Question

I followed following steps to merge my branch to trunk.

Check out a copy of trunk:

svn co svn+ssh://server/path/to/trunk

Check out a copy of the branch you are going to merge:

svn co svn+ssh://server/path/to/branch/myBranch

Change your current working directory to “myBranch” Find the revision “myBranch” began at:

svn log --stop-on-copy

This should display back to you the changes that have been made back to the point the branch was cut. Remember that number (should be rXXXX, where XXXX is the revision number). Change your current working directory to trunk # Perform an SVN update:

svn up

This will update your copy of trunk to the most recent version, and tell you the revision you are at. Make note of that number as well (should say “At revision YYYY” where YYYY is the second number you need to remember). Now we can perform an SVN merge:

svn merge -rXXXX:YYYY svn+ssh://server/path/to/branch/myBranch

After merging, if i checked in the reults, should my branch get deleted? I need to retain my branch (I need to continue development in this old branch).

Was it helpful?

Solution

I'm not sure what you're doing. You only need to checkout the branch you are merging to. There's no need to checkout both branches, do a switch, change your working copy, do a log, etc. It's really a fairly simple procedure:

  • You make a branch (we'll call the copy branch) off of the original branch (normally trunk, but that's not necessarily always the case).
  • You can do your work on both original and the copy branch depending upon your development technique.
  • When you want to do a merge, you checkout a copy of the branch you are merging to. This, after all, is the branch getting the changes. You want to test these merged changes before committing them back to the repository.
  • To do a merge, all you have to do is use the svn merge command on your working copy. If you're merging from the original branch to the copy branch, you don't use the --reintegrate switch. If you're merging from the copy branch to the original, you use the --reintegrate switch.

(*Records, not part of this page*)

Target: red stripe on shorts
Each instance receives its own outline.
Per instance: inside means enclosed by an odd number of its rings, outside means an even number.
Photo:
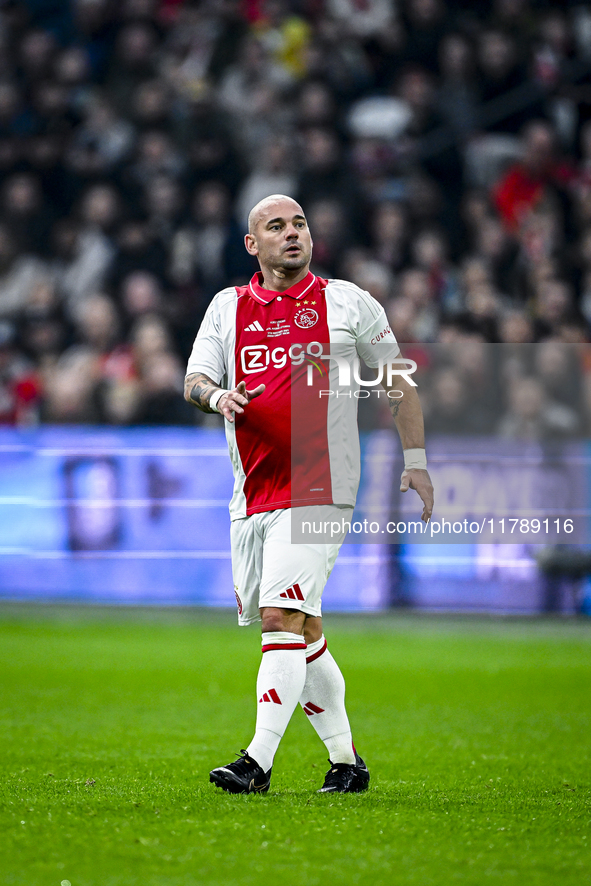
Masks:
[[[304,595],[302,594],[302,589],[300,588],[299,584],[296,583],[296,584],[293,586],[293,588],[290,588],[290,590],[295,591],[296,598],[297,598],[298,600],[301,600],[301,601],[303,602],[303,600],[304,600]]]

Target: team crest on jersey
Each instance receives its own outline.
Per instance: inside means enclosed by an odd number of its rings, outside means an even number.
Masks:
[[[236,595],[236,605],[238,606],[238,615],[242,615],[242,600],[238,596],[238,590],[234,585],[234,594]]]
[[[318,313],[313,308],[302,308],[293,318],[293,322],[300,329],[311,329],[318,323]]]

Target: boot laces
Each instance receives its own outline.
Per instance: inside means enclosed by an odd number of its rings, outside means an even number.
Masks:
[[[251,775],[255,765],[252,757],[248,756],[244,748],[236,756],[238,759],[233,763],[228,763],[226,769],[231,769],[237,775]]]

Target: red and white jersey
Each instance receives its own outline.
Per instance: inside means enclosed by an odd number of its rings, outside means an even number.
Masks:
[[[224,422],[234,469],[233,520],[313,504],[355,504],[360,453],[359,385],[339,389],[336,349],[353,365],[399,354],[382,306],[352,283],[309,272],[284,292],[248,286],[219,292],[195,339],[187,374],[222,387],[266,389],[232,424]],[[311,368],[310,368],[311,367]],[[321,390],[324,389],[324,390]],[[332,391],[332,393],[330,393]]]

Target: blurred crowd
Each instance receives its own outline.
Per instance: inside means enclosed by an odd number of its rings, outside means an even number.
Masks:
[[[203,421],[192,340],[278,192],[316,273],[452,348],[430,429],[589,431],[591,5],[535,0],[4,0],[0,422]],[[544,356],[493,389],[487,343]]]
[[[559,338],[491,344],[468,335],[407,345],[404,356],[417,363],[413,378],[429,434],[553,444],[591,431],[591,345]],[[391,427],[385,394],[372,394],[360,393],[362,429]]]

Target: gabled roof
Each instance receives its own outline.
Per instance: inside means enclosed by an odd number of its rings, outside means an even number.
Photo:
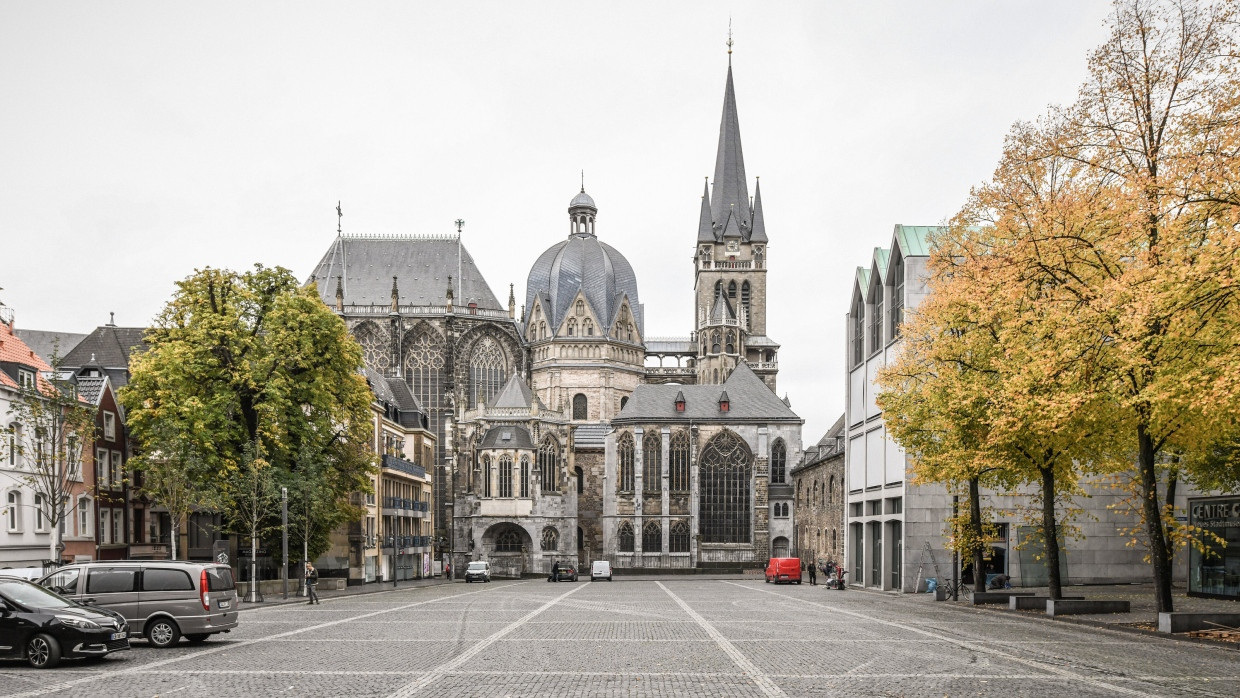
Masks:
[[[107,384],[107,376],[78,376],[78,395],[81,395],[82,399],[97,407],[99,405],[99,398],[103,397],[104,386]]]
[[[846,443],[844,436],[844,415],[840,415],[818,443],[805,449],[801,462],[793,466],[791,472],[795,473],[825,460],[843,456]]]
[[[478,444],[478,448],[534,448],[534,440],[530,438],[530,433],[525,427],[519,427],[515,424],[505,424],[498,427],[492,427],[482,437],[482,442]]]
[[[722,325],[728,320],[735,319],[736,312],[732,310],[732,304],[728,302],[728,297],[723,292],[723,287],[719,286],[715,289],[715,303],[710,308],[710,324]]]
[[[683,393],[685,411],[676,411]],[[727,394],[729,409],[719,410]],[[754,374],[749,364],[737,365],[723,385],[639,385],[612,424],[637,422],[796,422],[802,420]]]
[[[862,298],[870,291],[870,267],[857,267],[856,286],[853,293],[860,293]],[[852,301],[849,301],[850,303]]]
[[[536,403],[538,409],[545,410],[542,400],[534,395],[534,391],[530,390],[530,386],[525,383],[525,379],[521,378],[518,373],[512,374],[508,378],[508,382],[504,384],[503,389],[499,391],[499,395],[495,396],[495,404],[491,405],[496,409],[529,409],[531,403]]]
[[[96,327],[64,355],[61,366],[72,370],[97,366],[112,379],[114,388],[122,388],[129,383],[130,357],[147,349],[145,336],[145,327]]]
[[[930,241],[935,235],[946,230],[937,225],[901,225],[896,224],[892,234],[892,247],[900,246],[900,254],[905,257],[928,257]],[[886,265],[884,265],[885,267]]]
[[[573,428],[573,448],[601,449],[606,445],[607,432],[611,427],[606,424],[582,424]]]
[[[872,269],[878,270],[878,279],[872,280],[871,283],[881,284],[887,274],[887,260],[891,257],[891,250],[883,247],[874,248],[874,261]]]
[[[455,306],[506,310],[455,235],[338,237],[314,268],[319,297],[329,307],[336,307],[342,276],[345,305],[391,305],[393,276],[401,305],[444,305],[452,276]]]
[[[57,332],[54,330],[27,330],[15,329],[13,334],[21,337],[26,346],[34,350],[42,359],[49,364],[52,362],[52,354],[59,354],[64,357],[70,349],[77,346],[78,342],[86,339],[86,335],[80,332]],[[62,361],[63,363],[63,361]]]
[[[750,242],[766,242],[766,217],[762,215],[762,182],[753,185],[753,232]]]

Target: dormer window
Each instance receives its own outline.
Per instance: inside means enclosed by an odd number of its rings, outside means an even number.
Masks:
[[[683,392],[678,391],[676,393],[676,411],[677,412],[685,411],[685,394]]]
[[[730,407],[731,402],[728,400],[728,391],[725,390],[719,394],[719,411],[727,412]]]
[[[17,384],[23,390],[34,390],[34,371],[27,371],[24,368],[17,369]]]
[[[900,323],[904,321],[904,257],[896,252],[891,265],[891,338],[900,336]]]

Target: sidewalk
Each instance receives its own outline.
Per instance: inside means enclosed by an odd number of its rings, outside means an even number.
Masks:
[[[300,586],[299,586],[300,581],[301,580],[293,580],[293,579],[289,580],[287,600],[284,599],[284,595],[281,592],[276,592],[274,594],[266,594],[265,595],[266,598],[263,601],[259,601],[258,603],[250,603],[249,601],[242,598],[240,599],[238,610],[245,611],[245,610],[255,610],[255,609],[260,609],[260,608],[269,608],[272,606],[285,606],[285,605],[294,604],[294,603],[303,603],[303,604],[309,603],[308,601],[306,601],[306,597],[297,595],[297,592],[300,589]],[[451,582],[449,582],[447,579],[443,577],[428,577],[426,579],[410,579],[410,580],[405,580],[405,581],[399,581],[396,583],[396,586],[392,586],[391,582],[371,582],[369,584],[357,584],[351,587],[347,586],[343,589],[335,590],[335,591],[321,590],[318,592],[318,597],[320,601],[330,601],[332,599],[341,599],[341,598],[346,598],[350,596],[361,596],[363,594],[377,594],[381,591],[402,591],[405,589],[419,589],[421,587],[439,586],[441,584],[451,584]]]

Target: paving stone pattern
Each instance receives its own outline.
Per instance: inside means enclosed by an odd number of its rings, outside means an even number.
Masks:
[[[3,696],[1217,696],[1240,651],[752,579],[497,581],[266,606],[200,646],[36,671]]]

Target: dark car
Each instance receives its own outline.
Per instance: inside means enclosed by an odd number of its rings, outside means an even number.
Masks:
[[[577,581],[577,566],[569,562],[561,562],[559,568],[547,576],[549,582]]]
[[[0,577],[0,658],[50,669],[62,658],[103,657],[127,649],[129,625],[119,613]]]

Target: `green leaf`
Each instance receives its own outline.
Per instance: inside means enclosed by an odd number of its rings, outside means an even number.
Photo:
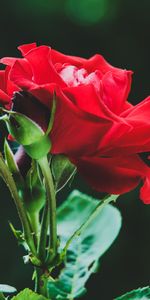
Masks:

That's all there is to it. You can pick and choose revisions you want to merge, or you can simply allow all changes to be merged. Subversion merging is pretty good and Subversion does a pretty good job at tracking merges.

I suggest you read up on the Subversion manual's chapter on branching and merging.

Do you need to delete a branch you merged from? No. Subversion since version 1.5 won't duplicate a merge that's already happened.

You may delete a branch if it is no longer needed. For example, I make a Release 1.2 branch. I do Release 1.2.1 and Release 1.2.2 on it. However, none of my users are on Release 1.2.x and I no longer do any work on it. I might delete it just because when I do svn ls http://server/svn/branches, I won't see it. Being Subversion, I could move it out of the way if deleting it makes me nervous. I can move it to http://server/svn/branches/OBSOLETE/1.2. That way, it doesn't show up when I list the branches, but it's still there if I ever decide I really, really still need it.

By the way, Subversion never really ever deletes anything permanently. Even if I delete the branch, I can always get it back.

OTHER TIPS

What you want to do is rather simple with SVN 1.8 and explicitly supported with sync merging and automatic reintegration. Here are the commands (documentation and links below will confirm this):

cd path/to/branch/myBranch
svn up
svn merge ^/path/to/trunk  # usually just: svn merge ^/trunk
svn ci -m "Merged changes from trunk."

cd path/to/trunk
svn up
svn merge ^/path/to/branch/myBranch
svn ci -m "Reintegrated branch."

From http://svnbook.red-bean.com/en/1.8/svn.branchmerge.basicmerging.html on "Reintegrating a Branch" says this:

If you choose not to delete your branch after reintegrating it to the trunk you may continue to perform sync merges from the trunk and then reintegrate the branch again[37]. If you do this, only the changes made on your branch after the first reintegrate are merged to the trunk.

You can merge from your branch into trunk at any time, and you don't have to delete it if you still need it around. I would however merge from trunk into your branch so that you keep up with mainline development as well. Also doing this allows you to use the Re-integrate branch feature of SVN, which should make merging changes from your branc back to trunk a bit easier.